Chronique

Stéphane Mercier Quartet

Walking The Soul Map

Stéphane Mercier (as, fl), Charles Loos (p), Bas Cooijmans (b), Marek Patrman (dms)

Label / Distribution : Mogno

Sur l’album comme en concert, la jolie sonorité (à la fois brillante et sablée) de Stéphane Mercier tout comme son phrasé vif et inspiré, participent largement de la réussite, de l’immédiateté jouissive du Mo’ Avast Band de Mauro Gargano, dont nous avons pensé le plus grand bien. Il était temps d’aller plus avant dans la découverte d’un saxophoniste qui souffre en France d’un manque de visibilité dû au grand mur invisible qui semble se dresser entre nous et nos voisins belges. Dommage, car le musicien est aussi talentueux que l’homme est attachant. Et c’est probablement parce qu’il joue comme il parle, honnêtement et en restant attentif à l’autre, que sa route a croisé celle de musiciens aussi prestigieux que Chris Cheek, Mark Turner, Miguel Zenon, Seamus Blake ou Jeff Ballard.

Sur le label Mognomusic paraît Walking the Soul Map, son quatrième album en tant que leader, tout au long duquel ses qualités d’instrumentiste servent des compositions et des reprises traitées avec élégance. Cet amoureux de la mélodie ne cherche pas à la perdre de vue, à la déguiser, la contourner ou la repenser. Il la joue, concentré sur le son, et son saxophone (un magnifique Conn de 1940) n’a de cesse de chanter, comme le firent avant lui ceux de Sonny Stitt ou de Julian Cannonball Adderley.

Son phrasé limpide, résolument bop, chemine avec légèreté entre les accords consonants et moelleux de Charles Loos, accompagnateur prévenant, soliste délicat au jeu d’une grande musicalité. On ne joue pas par hasard avec Chet Baker, Art Farmer ou Johnny Griffin, et ce pianiste montre ici combien sa maîtrise sereine et sa générosité peuvent être précieuses.

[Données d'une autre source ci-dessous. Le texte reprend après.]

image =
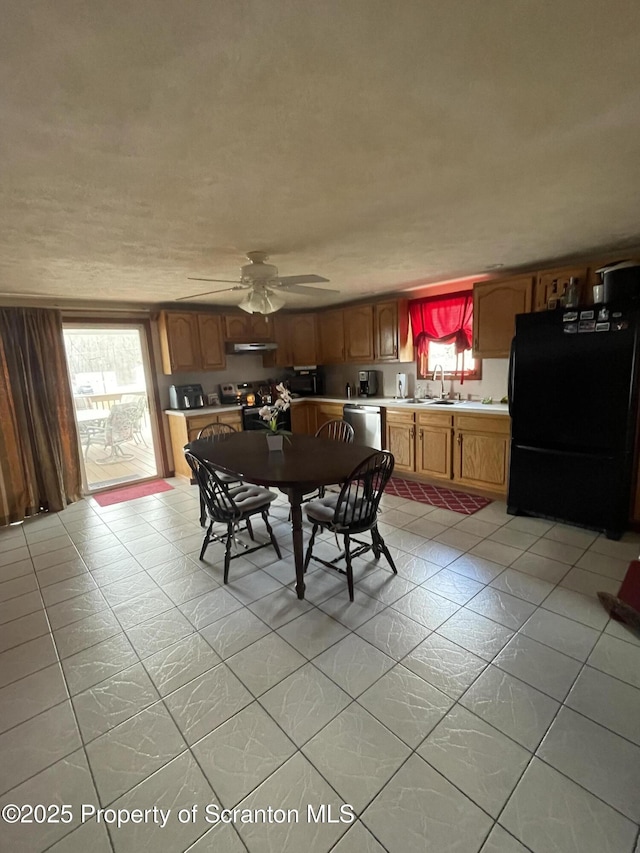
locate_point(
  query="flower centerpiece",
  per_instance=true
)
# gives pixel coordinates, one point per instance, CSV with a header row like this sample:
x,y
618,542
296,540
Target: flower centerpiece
x,y
269,415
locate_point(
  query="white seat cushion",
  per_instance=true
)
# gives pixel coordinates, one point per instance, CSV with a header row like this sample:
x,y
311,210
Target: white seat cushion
x,y
249,497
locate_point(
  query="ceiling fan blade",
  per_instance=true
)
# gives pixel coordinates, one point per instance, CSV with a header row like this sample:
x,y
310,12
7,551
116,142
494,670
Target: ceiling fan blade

Complété par le solide tandem rythmique Bas Cooijmans(contrebasse) et Marek Patrman (batterie), le quartet développe un jeu collectif au sein duquel les rôles sont traditionnellement répartis mais où chacun dispose d’un périmètre de liberté rendu confortable par l’aspect « cool » et aéré des thèmes et des arrangements. D’où, pour l’auditeur, le plaisir d’écouter une musique simple et chaleureuse qui vit à travers de belles intentions musicales, des lignes mouvantes nées d’un souci évident de l’interaction. Car le groupe carbure à l’empathie et l’on ressent bien le plaisir que les quatre musiciens ont pris à jouer ensemble, à donner autant d’importance au son collectif et au soutien mutuel qu’à la qualité de leurs interventions personnelles.

Sans forcer le trait, les morceaux ont tous un petit quelque chose qui incite à y revenir. Les notes bleues du saxophoniste sur « Back To The Land », la ligne de contrebasse élastique et en perpétuelle réinvention de « Ma Elle », délicatement groovy, le lyrisme de Charles Loos sur « La chapelle », la sensibilité de « Fragile », le doux optimisme de « Matis », l’entêtant motif de flûte de « Djorolen » ou le dynamisme de « Straighten Up And Fly Right » (en version trio) de Nat King Cole contribuent, entre autres beaux moments, à faire de ce Walking The Soul Map un disque plein de charme que vous pourrez vous procurer en quelques clics sur le site du label.